As the Washington Auto Show kicked off in early April, the Sierra Club’s Clean Transportation for All campaign -- alongside our partners at Public Citizen, Interfaith Power and Light, and the Safe Climate Campaign -- took the opportunity to address the huge T. rex in the room: The Trump administration is on the verge of scrapping our most effective climate policy against climate change -- the clean car standards -- and automakers are the ones that asked for this attack in the first place.
This auto show was the second of the season where our coalition has targeted Ford and its lobbying of the Trump administration. The inflatable dinosaurs -- representing the nine tons of carbon pollution that a Ford Expedition SUV puts out annually, which is equivalent to the approximate weight of a T. rex -- also made an appearance in Ford’s hometown at the Detroit Auto Show in January.
In 2012, Ford and other automakers stood with former President Obama in the Rose Garden as he announced the deal on the popular clean car standards.
Expected to prevent over six billion tons of carbon dioxide from being released into the atmosphere, while saving consumers thousands of dollars at the pump on gas prices, these commonsense standards have been under attack from the Trump administration. The administration’s rollback is expected to be finalized sometime this spring or early summer. Although it keeps getting delayed, it shouldn’t even be happening in the first place.
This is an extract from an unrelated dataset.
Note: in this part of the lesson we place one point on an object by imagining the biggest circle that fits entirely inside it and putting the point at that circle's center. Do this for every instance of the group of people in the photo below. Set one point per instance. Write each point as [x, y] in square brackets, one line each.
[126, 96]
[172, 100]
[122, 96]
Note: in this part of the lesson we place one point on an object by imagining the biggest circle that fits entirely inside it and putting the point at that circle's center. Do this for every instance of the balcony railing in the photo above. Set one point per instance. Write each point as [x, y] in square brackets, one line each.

Unfortunately, this is par for the course for an administration that doesn't believe in climate change or science. During the auto show’s press day, the same day as our T. rex acton, EPA Administrator Andrew Wheeler had the nerve to say that he hopes that California doesn’t sue the administration over the rollback and the revoking of California’s waiver. It’s hard to wrap our minds around that comment when the waiver has been ensuring the right of the state -- along with 13 other states and the District of Columbia -- to protect communities from dangerous air pollution since the 1960s. But what’s equally as disappointing is automakers claim to believe in science and climate change in public spaces, but nonetheless have worked with this administration behind closed doors to roll back these vital climate and consumer standards.
Last August, at the urging at the auto industry, the EPA and NHTSA proposed their own plan that would freeze improvements in fuel economy and GHG emissions at the 2020 baseline, along with revoking California’s waiver under the Clean Air Act to set tougher rules than federal standards. This plan would lead to hundreds of millions of tons of CO2 being added to the atmosphere. The EPA’s own handpicked environmental adviser has said it would cost the country hundreds of thousands of jobs.
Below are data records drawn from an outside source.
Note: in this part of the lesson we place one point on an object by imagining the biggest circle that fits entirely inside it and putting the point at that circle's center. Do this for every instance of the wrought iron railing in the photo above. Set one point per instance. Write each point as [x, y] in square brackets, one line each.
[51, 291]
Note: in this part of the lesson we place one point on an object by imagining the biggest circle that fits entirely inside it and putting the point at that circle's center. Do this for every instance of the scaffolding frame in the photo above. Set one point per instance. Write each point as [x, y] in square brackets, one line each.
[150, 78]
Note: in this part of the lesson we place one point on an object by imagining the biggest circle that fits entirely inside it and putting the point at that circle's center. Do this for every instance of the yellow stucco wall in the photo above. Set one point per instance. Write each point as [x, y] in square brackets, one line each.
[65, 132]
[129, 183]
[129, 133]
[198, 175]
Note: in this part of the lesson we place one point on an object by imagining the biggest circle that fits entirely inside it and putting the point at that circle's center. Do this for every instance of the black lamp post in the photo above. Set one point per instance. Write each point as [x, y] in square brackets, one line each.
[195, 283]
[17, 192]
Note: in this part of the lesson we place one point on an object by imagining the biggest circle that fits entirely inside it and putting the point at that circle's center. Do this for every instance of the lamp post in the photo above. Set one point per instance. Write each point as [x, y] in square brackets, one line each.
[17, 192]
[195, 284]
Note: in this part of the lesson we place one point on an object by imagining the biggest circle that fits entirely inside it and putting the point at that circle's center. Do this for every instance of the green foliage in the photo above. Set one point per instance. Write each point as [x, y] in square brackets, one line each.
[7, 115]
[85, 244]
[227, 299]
Now it’s 2019, and not a single automaker has expressed in plain and simple terms: “We don’t support the Trump administration's rollback, we support our consumers, and we commit to the clean car standards as they were set in 2012.”
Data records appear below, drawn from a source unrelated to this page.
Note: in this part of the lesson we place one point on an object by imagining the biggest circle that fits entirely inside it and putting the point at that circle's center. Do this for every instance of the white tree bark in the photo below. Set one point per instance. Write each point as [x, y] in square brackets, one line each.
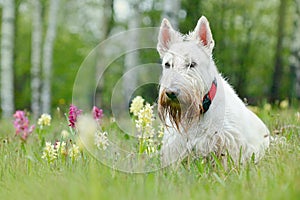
[171, 9]
[36, 45]
[132, 58]
[7, 55]
[295, 49]
[48, 56]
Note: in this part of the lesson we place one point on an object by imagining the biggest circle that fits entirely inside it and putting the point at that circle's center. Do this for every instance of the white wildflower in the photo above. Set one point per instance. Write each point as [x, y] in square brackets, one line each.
[61, 148]
[101, 140]
[74, 152]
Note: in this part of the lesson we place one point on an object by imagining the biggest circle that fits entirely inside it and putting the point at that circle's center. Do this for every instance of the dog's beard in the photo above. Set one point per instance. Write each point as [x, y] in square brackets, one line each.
[181, 112]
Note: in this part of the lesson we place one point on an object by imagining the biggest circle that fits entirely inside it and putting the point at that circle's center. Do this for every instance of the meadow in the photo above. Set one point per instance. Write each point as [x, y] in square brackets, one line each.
[24, 174]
Instead, some automakers claim that the current administration is going way beyond what they asked for. But don’t be fooled. The loopholes that automakers have asked for would lead to more pollution -- some even worse than the rollback! However they spin it, these automakers are working to undermine the clean car standards, important climate and consumer protections that have been proven to be achievable and working. After several of them were bailed out or granted loans by the American taxpayer, this is unconscionable.
We will continue to hold Ford, other automakers, and the Trump administration accountable for their actions, because we care about protecting our air, climate, and health, and we have concerns about US oil dependency and the many problems that it creates. Protecting the clean car standards is a key vehicle -- pun intended -- to tackle our existing transportation pollution problem.